Trade schools offers alternative education

Quinn Brown, Lamp staff

In just nine months, Ethan Windell plans to have a certificate in hand and a job lined up.

Windell is one of many students choosing trade schools over the traditional college route, he’s is in a welding program at Midwest Technical Institute in Springfield.

“College is not for me — I always hated school, until I found welding,” Windell said.

Windell chose the hands-on education, and he said the school’s alumni network will help him find a job after graduation.

Book learning isn’t for everyone. Many people learn better doing something rather than reading about it.

As fewer schools are teaching students skill-based classes, such as home economics or woodshop; many students have turned their attention from traditional classroom-based schools to trade schools.

The namesake and owner of Miles T-shirts, Miles Parkhill said he attended trade school during high school. Parkhill went to the Capital Area Career Center, also know as CACC or CA for short.

During his junior and senior years of high school, he went for the graphic arts program in the late ’90s and later started his own business making everything from T-shirts to laser-engraved bag tags for disc golf.

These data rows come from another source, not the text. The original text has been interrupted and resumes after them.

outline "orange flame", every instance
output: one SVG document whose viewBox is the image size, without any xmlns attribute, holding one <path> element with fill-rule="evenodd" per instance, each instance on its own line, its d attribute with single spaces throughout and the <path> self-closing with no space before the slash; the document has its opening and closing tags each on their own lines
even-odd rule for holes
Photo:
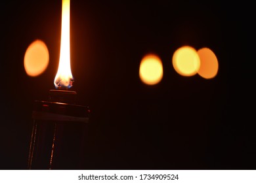
<svg viewBox="0 0 256 183">
<path fill-rule="evenodd" d="M 62 0 L 60 55 L 54 82 L 57 89 L 68 89 L 74 82 L 70 67 L 70 1 Z"/>
</svg>

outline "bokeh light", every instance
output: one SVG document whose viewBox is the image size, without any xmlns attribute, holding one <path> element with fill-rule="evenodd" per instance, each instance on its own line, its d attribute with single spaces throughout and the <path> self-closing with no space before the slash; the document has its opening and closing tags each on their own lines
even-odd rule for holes
<svg viewBox="0 0 256 183">
<path fill-rule="evenodd" d="M 160 58 L 155 54 L 145 56 L 140 62 L 139 76 L 148 85 L 159 83 L 163 78 L 163 65 Z"/>
<path fill-rule="evenodd" d="M 30 76 L 42 74 L 49 65 L 49 55 L 47 46 L 41 40 L 35 40 L 28 47 L 24 56 L 24 68 Z"/>
<path fill-rule="evenodd" d="M 200 67 L 200 59 L 196 50 L 189 46 L 178 48 L 173 56 L 172 61 L 176 72 L 184 76 L 196 75 Z"/>
<path fill-rule="evenodd" d="M 200 58 L 198 75 L 205 79 L 214 78 L 219 69 L 218 59 L 215 54 L 208 48 L 202 48 L 198 50 L 198 54 Z"/>
</svg>

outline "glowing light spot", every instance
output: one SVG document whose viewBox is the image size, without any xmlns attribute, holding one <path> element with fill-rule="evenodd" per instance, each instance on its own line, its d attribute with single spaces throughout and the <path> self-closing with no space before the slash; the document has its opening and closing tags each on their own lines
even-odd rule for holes
<svg viewBox="0 0 256 183">
<path fill-rule="evenodd" d="M 40 40 L 33 41 L 28 47 L 24 60 L 26 73 L 30 76 L 42 74 L 49 65 L 49 52 L 46 44 Z"/>
<path fill-rule="evenodd" d="M 148 85 L 154 85 L 163 78 L 163 65 L 160 58 L 154 54 L 144 56 L 140 65 L 139 76 L 141 81 Z"/>
<path fill-rule="evenodd" d="M 200 67 L 196 50 L 188 46 L 177 49 L 173 56 L 173 65 L 179 75 L 190 76 L 196 75 Z"/>
<path fill-rule="evenodd" d="M 208 48 L 198 50 L 198 54 L 201 61 L 198 75 L 206 79 L 214 78 L 219 69 L 218 59 L 215 54 Z"/>
</svg>

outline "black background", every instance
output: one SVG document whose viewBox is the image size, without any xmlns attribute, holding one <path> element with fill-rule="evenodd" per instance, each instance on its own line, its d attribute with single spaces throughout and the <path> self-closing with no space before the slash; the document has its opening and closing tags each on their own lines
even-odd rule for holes
<svg viewBox="0 0 256 183">
<path fill-rule="evenodd" d="M 26 169 L 33 103 L 54 89 L 62 5 L 3 3 L 0 168 Z M 91 110 L 83 169 L 255 169 L 255 20 L 252 5 L 236 3 L 71 1 L 71 90 Z M 35 39 L 50 61 L 32 78 L 23 61 Z M 211 48 L 217 76 L 179 75 L 171 58 L 184 45 Z M 148 53 L 163 61 L 154 86 L 139 77 Z"/>
</svg>

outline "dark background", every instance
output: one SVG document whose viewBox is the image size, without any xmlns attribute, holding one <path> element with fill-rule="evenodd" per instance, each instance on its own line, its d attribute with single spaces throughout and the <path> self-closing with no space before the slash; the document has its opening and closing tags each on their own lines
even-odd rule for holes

Parkhill just moved his business into a newly remodeled warehouse/office/music studio on West North Street, sharing a parking lot with Kim’s Autobody.

Visitors immediately see racks of the business’s different shirts, hoodies, and jackets. In the back, there’s a warehouse full of pneumatic machines printing T-shirts and huge heating conveyor belt. On the other side of the building, there’s a room where employees bring their bands into practice; nearly everyone who works there is in a band.

With a trade school, Parkhill said, “You get set up with a skill that you can be right out of high school and can have a job that pays better than your basic entry-level position.”

Parkhill also comments on how many people don’t stop with trade school. They go on to college afterward.

Windell adds that people think that the only people who go to trade schools are “big ol’ white, fat guys” and “rednecks,”

That stereotype just isn’t true, Windell said. It’s just like high school. Not everyone is the same. There are many differing groups of people who attend.